Although the economy is not as bad today as it was in the 1990s, when GDP fell by 35 percent and real incomes fell by more than three-quarters, the political risk to the regime is greater. In the 1990s, Cubans who lived through the insurrection against Batista or came of age in the early euphoric years of the revolution were a majority of the adult population and a core base of regime support. Today that generation is in their 70s and 80s, and they constitute less than 15 percent of the population. For Cubans who came of age after the fall of the Soviet Union, “The Revolution” has meant persistent economic privation and failed reforms. By large majorities, they are discontented with the economic and political status quo.

The “historical” leaders of the revolution have also passed from the scene. The public outpouring of grief at Fidel Castro’s death in 2016 showed that many Cubans still venerated him. No one could match Fidel’s charisma, but the other historical leaders also enjoyed a measure of prestige and legitimacy as founders. Last April, led by Raúl Castro, they all stepped down from the leadership of the Communist Party, replaced by people born after 1959. The legitimacy of Cuba’s new leaders will depend on their performance, especially their economic performance—a serious vulnerability right now.

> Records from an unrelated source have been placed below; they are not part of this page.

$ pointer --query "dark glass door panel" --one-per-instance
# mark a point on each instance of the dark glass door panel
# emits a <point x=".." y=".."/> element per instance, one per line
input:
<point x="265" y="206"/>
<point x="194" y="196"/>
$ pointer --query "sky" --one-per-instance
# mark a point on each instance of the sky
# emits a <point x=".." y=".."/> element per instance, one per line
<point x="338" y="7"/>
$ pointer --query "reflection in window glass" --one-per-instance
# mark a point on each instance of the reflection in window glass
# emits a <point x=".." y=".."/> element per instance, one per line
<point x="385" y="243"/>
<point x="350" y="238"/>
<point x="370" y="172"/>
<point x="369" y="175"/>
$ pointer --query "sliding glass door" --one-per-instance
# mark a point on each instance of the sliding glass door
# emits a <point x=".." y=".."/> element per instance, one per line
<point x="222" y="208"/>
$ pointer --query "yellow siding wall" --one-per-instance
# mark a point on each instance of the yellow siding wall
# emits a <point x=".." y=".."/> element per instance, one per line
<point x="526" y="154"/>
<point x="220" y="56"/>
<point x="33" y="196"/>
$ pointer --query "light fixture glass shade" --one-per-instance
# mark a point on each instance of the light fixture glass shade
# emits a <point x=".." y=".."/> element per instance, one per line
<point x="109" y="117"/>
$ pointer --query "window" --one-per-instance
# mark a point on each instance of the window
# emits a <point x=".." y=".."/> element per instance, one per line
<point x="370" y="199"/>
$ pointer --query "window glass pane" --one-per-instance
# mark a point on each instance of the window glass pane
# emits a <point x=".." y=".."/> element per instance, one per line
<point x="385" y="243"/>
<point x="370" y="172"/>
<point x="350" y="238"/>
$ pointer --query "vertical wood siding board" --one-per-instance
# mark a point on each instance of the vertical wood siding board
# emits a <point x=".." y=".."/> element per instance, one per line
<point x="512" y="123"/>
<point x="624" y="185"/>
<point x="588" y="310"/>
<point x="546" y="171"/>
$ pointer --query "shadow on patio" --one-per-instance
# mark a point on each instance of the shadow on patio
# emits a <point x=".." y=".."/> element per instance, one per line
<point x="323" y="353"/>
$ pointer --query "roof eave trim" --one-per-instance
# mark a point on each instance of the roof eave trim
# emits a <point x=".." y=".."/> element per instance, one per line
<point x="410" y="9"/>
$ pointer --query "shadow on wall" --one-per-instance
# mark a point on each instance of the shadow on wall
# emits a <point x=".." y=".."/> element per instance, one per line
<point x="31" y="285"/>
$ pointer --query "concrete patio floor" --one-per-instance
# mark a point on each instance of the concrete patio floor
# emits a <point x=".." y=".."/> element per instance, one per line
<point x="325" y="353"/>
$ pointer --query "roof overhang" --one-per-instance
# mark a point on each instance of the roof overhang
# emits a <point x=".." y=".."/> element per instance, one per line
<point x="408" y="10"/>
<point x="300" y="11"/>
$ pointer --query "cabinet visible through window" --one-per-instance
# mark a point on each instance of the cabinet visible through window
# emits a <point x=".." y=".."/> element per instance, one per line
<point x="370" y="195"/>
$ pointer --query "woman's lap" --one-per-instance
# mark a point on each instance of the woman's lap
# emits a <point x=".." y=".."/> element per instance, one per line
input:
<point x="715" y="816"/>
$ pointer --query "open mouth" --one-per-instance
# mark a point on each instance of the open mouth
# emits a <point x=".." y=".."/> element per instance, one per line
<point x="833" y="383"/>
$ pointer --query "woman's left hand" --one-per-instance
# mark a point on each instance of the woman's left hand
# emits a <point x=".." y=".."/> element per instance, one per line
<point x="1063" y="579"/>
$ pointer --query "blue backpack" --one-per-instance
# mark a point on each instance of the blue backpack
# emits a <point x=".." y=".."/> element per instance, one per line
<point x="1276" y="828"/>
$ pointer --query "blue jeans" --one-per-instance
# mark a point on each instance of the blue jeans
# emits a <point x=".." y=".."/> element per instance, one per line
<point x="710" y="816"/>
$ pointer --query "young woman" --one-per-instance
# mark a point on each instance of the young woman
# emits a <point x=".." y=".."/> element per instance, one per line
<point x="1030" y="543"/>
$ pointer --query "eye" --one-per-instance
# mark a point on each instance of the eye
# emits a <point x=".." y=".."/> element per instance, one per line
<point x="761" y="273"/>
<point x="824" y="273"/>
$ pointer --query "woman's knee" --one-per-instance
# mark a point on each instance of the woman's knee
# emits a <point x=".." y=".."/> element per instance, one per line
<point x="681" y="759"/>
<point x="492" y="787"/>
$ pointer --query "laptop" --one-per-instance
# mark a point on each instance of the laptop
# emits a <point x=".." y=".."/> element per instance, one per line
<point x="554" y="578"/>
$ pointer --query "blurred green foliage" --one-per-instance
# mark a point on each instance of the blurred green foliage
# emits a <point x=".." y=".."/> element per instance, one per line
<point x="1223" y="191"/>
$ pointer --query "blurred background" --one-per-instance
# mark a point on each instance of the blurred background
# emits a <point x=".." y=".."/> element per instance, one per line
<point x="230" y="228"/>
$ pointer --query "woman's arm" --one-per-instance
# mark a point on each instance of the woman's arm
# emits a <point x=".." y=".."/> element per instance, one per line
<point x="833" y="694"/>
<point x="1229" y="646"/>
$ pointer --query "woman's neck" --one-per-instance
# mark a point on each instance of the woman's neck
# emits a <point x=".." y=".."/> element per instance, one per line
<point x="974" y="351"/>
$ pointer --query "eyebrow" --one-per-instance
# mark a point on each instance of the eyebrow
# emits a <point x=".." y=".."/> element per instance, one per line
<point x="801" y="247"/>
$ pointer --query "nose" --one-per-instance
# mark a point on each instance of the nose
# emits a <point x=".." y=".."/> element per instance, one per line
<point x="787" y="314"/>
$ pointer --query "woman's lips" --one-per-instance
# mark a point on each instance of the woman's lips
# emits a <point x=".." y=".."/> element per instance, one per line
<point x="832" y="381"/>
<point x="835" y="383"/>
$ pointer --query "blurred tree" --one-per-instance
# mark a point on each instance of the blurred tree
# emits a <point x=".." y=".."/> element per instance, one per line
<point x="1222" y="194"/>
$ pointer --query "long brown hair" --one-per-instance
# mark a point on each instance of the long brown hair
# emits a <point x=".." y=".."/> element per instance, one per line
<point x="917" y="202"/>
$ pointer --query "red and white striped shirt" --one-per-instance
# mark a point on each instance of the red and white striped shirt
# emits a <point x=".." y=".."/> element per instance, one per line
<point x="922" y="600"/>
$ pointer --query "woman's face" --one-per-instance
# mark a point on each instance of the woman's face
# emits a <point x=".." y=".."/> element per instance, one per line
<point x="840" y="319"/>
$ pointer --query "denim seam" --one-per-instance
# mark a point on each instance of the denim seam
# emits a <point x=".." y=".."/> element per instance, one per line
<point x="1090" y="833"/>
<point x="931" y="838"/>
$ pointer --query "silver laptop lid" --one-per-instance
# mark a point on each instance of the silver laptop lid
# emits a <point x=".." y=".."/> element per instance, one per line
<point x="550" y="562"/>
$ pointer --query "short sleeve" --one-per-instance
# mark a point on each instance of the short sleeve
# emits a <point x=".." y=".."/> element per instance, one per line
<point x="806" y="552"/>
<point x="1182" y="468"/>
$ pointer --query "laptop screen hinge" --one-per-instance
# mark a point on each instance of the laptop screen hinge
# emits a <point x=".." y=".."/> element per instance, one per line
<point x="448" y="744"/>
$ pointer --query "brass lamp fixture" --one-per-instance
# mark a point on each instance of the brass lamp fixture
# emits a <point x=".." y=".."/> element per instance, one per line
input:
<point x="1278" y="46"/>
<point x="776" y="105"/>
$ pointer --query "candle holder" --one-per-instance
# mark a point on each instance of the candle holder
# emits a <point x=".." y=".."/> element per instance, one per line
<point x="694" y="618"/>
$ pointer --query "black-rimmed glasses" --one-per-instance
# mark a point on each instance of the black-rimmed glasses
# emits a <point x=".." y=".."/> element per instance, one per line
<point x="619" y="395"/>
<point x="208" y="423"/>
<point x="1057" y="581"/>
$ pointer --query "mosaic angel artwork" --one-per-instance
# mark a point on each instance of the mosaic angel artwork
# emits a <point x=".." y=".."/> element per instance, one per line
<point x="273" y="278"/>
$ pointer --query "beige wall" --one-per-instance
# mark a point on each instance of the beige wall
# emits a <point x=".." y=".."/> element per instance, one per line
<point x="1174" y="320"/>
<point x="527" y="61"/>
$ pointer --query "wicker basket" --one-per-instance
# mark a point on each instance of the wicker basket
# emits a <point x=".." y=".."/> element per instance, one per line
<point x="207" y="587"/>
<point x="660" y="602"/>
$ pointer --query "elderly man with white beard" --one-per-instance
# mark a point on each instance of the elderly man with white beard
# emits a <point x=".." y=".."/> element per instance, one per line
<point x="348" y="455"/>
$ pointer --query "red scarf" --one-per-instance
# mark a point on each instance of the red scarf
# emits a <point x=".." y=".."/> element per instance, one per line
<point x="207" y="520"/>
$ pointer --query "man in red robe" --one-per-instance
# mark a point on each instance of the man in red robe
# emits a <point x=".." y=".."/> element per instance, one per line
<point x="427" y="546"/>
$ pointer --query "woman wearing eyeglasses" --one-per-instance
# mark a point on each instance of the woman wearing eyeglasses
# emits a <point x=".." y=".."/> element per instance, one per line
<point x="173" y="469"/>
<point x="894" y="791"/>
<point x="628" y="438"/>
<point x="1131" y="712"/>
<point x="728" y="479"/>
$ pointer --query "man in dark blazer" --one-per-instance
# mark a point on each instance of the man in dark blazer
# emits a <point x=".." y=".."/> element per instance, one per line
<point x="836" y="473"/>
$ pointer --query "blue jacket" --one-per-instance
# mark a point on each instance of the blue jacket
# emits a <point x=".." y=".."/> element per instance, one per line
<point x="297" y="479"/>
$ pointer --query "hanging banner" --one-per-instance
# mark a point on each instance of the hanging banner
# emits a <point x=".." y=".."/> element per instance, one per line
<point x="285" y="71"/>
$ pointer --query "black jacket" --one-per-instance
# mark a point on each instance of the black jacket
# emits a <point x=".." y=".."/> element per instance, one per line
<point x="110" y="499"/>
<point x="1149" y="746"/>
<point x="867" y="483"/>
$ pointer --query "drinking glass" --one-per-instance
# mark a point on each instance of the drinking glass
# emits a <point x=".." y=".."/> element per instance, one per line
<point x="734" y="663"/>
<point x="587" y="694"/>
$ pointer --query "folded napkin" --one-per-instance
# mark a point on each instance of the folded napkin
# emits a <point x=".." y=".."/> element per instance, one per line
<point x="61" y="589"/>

Social media played a central role in the spread of the July 11 demonstrations as people shared video of events as they happened. Most Cubans have Internet access and young people are avid users of social media. Technology enables them to find one another, build virtual social networks, and communicate unconstrained by traditional “gatekeepers.” That makes the Internet a powerful instrument for mobilization around shared grievances—real or imagined—and virtual communities can sometimes take real world action, as happened on July 11. Not surprisingly, part of the Cuban government’s response was to cut Internet service during the protests, but the photos and videos continue to circulate.

Celebrations in Miami notwithstanding, Cuba’s resilient authoritarianism shows no signs of near-term collapse. There are no indications of serious elite division or wavering loyalty of the security forces, and the regime demonstrated its ability to mobilize supporters for a battle to control the streets. Appeals to nationalism in the face of US hostility still resonate with some.

The July 11 demonstrations were largely spontaneous and leaderless, not the result of an organized plan. Social media can be a catalyst for such protests, but Cuban dissidents lack the organizational infrastructure to turn explosions of discontent into a sustained opposition movement that would pose a real challenge to the regime. Migration pressures are rising, too. If disaffected Cubans decide that the opportunity for meaningful “voice” is foreclosed, they may choose “exit,” like so many before them. This export of potential opponents to Miami is one reason the Cuban dissident movement has gained so little traction over the years.

The question in the near term is whether the July 11 events will trigger a cycle of protests as has happened in other countries, or whether the government can put the lid back on the boiling pot by arresting opposition leaders, calling out its supporters to dominate the streets, and promising measures to take the edge off people’s economic misery. It’s a formula that has worked for the government in the past, but never before has it faced such widespread opposition. Even if the regime can contain overt political unrest, the economic and social grievances that burst forth on July 11 will still be there, unresolved.

William M. LeoGrande is Professor of Government at American University in Washington, DC, and co-author with Peter Kornbluh of Back Channel to Cuba: The Hidden History of Negotiations between Washington and Havana (University of North Carolina Press, 2015).